Munich Re is proceeding on its data and innovation journey, but recognizes that further progress is required.   As Hauner notes, “We are so far perhaps 40% of the way there”. To manage the data lake, Munich Re has created a data ecosystem supported by software tools such as those provided by Alation. The Alation tools enable Munich Re to navigate their data lake so that analysts and data scientists can work collaboratively with their data. The tools provide a central place to search for and access data. Hauner observes, “This helps us break down organizational silos. We are able to think differently. Data sources provide value across the organization. We are able to understand who is using data, in addition to our own units”.

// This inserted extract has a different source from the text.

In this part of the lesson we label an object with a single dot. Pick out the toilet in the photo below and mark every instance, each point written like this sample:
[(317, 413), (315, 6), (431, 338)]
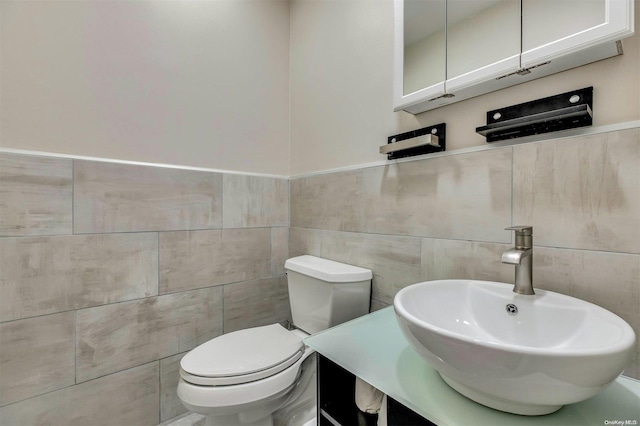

Thinking differently! Indeed, it is not hard to appreciate how Munich Re is relying on data and AI to meet the needs of a changing world while also assuming the risks. Hauner sums up, “Catastrophic events tend to be cyclical. We and our customers are encountering more frequent and evolving risks. These risks require great solutions. We look to leverage great technologies, while we focus on what we do best – the management of risk taking and providing policy solutions”.